Literary Progress: Second quarter, 2009
Time again for a delve into my reading of the last three months, folks - and an interesting time it has been. With our jobs falling through and a house becoming available near Kim’s family, we’re set to move back into the Herefordshire countryside sometime soon. It can be unsettling, moving home. I’m just glad I take my books with me whenever I have to do it…
On to the summary, then! In the 91 days of April, May and June, I consumed no less than ten thousand, five hundred and forty-eight pages of fiction. No non-fiction this quarter, I fear, just forty fiction works from a variety of authors. This works out to me reading about a hundred and fifteen pages a day, which is quite respectable.
Looking more closely, though, the variety of authors is a little on the misleading side. This is because five of the forty were written by James White, 6 by Harry Harrison, and a staggering fourteen written by Peter David. Add the trilogy of fantasy novels with which I ended the quarter and a little over two thirds of my reading matter for the last three months is made-up of series, or is material written by the same author. I’m not too bothered about this - I firmly believe that if one finds an author or series to one’s liking then one should go ahead and like it. Hopefully, having found this trend, I will be able to diversify my list somewhat for the next update.
Let’s have a look at averages again. Either I’m becoming more normal, or the community is starting to bow to my brilliance. My average rating for the books this time was 3.7, and the average by everyone else was 3.8. the delta isn’t too overwhelming this time.
With that in mind, there aren’t too many titles which stray from the norm, either. I gave Robin Hobb’s Farseer trilogy a combined rating of 13. Community consensus was 12.4, so even that’s not too different. The only other disparities were in some of the peter David novels - I gave some 5 stars whereas the community held a 3, and alternately gave some 3 or 4 when the community thought they should be higher. That’s all I’ll say in this paragraph, except to point out the average rating for a Kevin J. Anderson title (which was 2.69). the reason will become apparent…

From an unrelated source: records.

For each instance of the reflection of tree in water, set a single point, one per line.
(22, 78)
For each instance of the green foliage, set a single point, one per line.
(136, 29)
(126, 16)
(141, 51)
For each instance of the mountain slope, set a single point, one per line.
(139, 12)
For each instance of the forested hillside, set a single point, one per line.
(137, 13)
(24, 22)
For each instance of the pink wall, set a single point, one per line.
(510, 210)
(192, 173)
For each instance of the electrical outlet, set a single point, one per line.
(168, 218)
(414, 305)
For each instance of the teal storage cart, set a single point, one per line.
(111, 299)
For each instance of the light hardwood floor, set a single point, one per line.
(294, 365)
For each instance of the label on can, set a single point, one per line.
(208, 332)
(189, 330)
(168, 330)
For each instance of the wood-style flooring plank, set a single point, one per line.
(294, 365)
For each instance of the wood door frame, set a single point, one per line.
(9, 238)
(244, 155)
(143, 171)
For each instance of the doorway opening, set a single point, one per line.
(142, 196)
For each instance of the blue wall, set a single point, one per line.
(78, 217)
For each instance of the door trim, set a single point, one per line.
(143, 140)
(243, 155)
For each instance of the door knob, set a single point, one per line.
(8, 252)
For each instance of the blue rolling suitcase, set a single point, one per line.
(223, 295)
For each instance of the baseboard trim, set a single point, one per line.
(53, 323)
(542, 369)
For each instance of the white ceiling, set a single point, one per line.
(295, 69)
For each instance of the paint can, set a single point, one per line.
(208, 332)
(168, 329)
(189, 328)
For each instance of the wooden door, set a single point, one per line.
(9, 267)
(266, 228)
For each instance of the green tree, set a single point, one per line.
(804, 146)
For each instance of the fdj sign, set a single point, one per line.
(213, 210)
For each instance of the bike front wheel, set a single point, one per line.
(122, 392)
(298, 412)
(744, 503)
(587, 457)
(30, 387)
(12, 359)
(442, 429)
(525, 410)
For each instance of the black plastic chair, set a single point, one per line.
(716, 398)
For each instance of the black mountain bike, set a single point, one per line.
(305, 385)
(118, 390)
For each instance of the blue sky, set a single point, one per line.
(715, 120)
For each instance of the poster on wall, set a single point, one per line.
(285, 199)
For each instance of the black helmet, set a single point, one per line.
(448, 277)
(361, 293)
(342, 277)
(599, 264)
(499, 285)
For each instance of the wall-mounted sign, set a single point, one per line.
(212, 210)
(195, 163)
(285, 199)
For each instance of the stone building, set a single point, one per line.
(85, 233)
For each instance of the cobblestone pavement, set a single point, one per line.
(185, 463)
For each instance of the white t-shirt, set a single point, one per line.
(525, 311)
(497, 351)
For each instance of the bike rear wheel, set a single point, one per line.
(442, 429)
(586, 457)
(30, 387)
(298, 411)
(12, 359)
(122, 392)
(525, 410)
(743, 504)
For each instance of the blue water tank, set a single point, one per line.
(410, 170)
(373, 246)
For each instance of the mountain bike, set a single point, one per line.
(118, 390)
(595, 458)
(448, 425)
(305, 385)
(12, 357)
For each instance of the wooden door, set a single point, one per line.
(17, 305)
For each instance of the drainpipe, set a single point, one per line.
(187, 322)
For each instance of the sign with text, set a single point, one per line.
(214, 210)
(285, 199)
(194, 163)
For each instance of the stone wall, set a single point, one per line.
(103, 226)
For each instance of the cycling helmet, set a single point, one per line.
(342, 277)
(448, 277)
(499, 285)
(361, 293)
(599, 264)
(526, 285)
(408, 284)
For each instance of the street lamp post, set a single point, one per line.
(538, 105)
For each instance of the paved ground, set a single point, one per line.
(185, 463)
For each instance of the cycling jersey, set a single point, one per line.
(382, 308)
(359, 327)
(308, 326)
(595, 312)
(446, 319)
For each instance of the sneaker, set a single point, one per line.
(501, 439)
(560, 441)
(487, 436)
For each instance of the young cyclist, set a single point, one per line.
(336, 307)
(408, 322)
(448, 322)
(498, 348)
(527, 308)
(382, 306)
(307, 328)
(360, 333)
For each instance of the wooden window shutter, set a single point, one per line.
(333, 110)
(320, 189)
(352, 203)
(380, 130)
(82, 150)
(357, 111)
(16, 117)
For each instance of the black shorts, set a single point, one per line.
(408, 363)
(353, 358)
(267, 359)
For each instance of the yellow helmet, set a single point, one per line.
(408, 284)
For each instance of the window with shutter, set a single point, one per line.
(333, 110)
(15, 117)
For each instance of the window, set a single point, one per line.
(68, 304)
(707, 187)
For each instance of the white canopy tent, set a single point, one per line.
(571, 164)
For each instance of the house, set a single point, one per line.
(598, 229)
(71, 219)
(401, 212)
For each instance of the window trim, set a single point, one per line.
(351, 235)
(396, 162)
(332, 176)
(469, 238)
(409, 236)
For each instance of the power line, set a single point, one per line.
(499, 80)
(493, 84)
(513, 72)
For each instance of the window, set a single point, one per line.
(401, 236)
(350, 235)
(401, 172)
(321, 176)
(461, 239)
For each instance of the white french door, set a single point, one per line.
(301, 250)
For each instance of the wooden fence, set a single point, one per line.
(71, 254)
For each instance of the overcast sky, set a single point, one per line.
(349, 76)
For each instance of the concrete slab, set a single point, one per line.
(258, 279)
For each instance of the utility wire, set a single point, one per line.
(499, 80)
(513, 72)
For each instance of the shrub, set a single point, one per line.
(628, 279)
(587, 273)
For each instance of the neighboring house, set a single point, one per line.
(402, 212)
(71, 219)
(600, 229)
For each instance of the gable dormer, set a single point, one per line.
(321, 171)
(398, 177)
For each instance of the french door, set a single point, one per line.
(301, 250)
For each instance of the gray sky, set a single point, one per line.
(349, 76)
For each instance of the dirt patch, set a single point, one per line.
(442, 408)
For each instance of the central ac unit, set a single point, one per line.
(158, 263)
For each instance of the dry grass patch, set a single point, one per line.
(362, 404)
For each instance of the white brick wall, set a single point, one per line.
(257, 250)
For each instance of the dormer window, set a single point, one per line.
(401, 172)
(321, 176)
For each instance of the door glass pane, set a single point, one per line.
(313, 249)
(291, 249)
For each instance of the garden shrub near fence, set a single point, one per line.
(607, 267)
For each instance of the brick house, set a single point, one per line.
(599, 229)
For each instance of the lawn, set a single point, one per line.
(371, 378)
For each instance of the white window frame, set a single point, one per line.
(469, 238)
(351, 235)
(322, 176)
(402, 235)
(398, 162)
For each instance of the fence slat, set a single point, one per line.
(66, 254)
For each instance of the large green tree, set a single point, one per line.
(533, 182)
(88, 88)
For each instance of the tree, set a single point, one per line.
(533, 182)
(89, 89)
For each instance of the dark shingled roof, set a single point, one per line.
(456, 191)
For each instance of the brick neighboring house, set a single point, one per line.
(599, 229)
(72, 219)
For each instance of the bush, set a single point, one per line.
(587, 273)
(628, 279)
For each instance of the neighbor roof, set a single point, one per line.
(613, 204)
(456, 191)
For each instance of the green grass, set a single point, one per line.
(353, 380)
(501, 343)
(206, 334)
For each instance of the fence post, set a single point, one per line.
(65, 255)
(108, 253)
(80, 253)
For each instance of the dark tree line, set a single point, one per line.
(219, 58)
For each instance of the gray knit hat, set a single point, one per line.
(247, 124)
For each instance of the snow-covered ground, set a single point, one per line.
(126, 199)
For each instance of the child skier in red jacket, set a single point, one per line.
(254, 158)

With the facts and figures out of the way, then, it simply remains to go through the books I particularly enjoyed this quarter. I gave five 5 star ratings, twenty-one 4’s, and 11 3’s this time around, so on the whole you see I enjoyed quite a few. I’ll just mention a subset, as usual.
The first two things that deserve mention are James White’s Sector General series, and Peter David’s New Frontier. Both sci-fi, both enthralling, the first with a fascinating alien outlook and the latter with a raiser-sharp sense of humour and fun, neither of these long-running, short-booked series’ should be missed.
After survivors, I wanted to read a little more Star Trek. Peter David falls very well into that category, but I extended myself to read a little Original Series, some Voyager, and of course the novelisation of the latest Star Trek film (which I read and gave 4 stars on May 16). I also gave 4 stars to The Kobayashi Maru and the Hologram’s Handbook; both fine Trek works in their own right. The only Trek title that didn’t work for me was echoes, a voyager story. But what’s one afternoon?
I also enjoyed harry Harrison’s stainless Steel Rat series, for although I’d read them before, they have such a sense of light amusement about them that it’s hard not to enjoy them. Realtime Interrupt, by James Hogan, utterly gripped me - but then I’m a sucker for Virtual reality romps. Nick Sagan’s idlewild was different and enjoyable, although painted quite a grim picture of the future; and Mall Purchase Night, by Rick Cook, is something I’d wanted to read for years but never found in print.
I gave 4 stars to Hopscotch, by Kevin J. Anderson. As I feared, the future he paints is quite samey from one of his titles to the next, in theme, if not substance. But despite that, the story, the idea, the people and most of all the personalities made this one well worth the mention here. James White’s standalone novella Second Ending is also worth a look.
But finally, topping off the week, the month, the quarter and indeed, thus far, the year, is the Farseers. Robin Hobb’s writing compelled me to read, night after night after night. For over two weeks I’d go to bed and pick up one of these epics, and with the shortest clocking in at just under 500 pages and the largest easily half that again, it’s easy to call them epics,, believe me .But size isn’t everything, or indeed anything. It’s all about tone, immersion, and feeling. One of my favourite series this year was Dave Duncan’s seventh sword, and I enjoyed them as light-hearted fantasy. Hobb’s gone in the other direction - the torment, suffering, and pain her character’s undergo is nothing short of horrific to observe. Hobb’s got this huge, cruel yet beautiful world in place, where dangerous things happen so often and yet the characters are so real, so Human, and so normal - normal in the ways that matter - that you can forgive the odd magical ability or adroitness with animals because it’s not that at all that makes the character’s who they are. The whole saga is grand and sweeping, melancholically beautiful and heart-warmingly tortuous; so much so that I couldn’t but help be drawn in.
Well, folks, there you have it. Another slice of the year has flown by and I’m 40 books better off. It’s still scorching sunny outside: so what else am I going to do after finishing up here than go read in the garden?
Pop back in October for more news on the book front. Until then, happy reading to you all.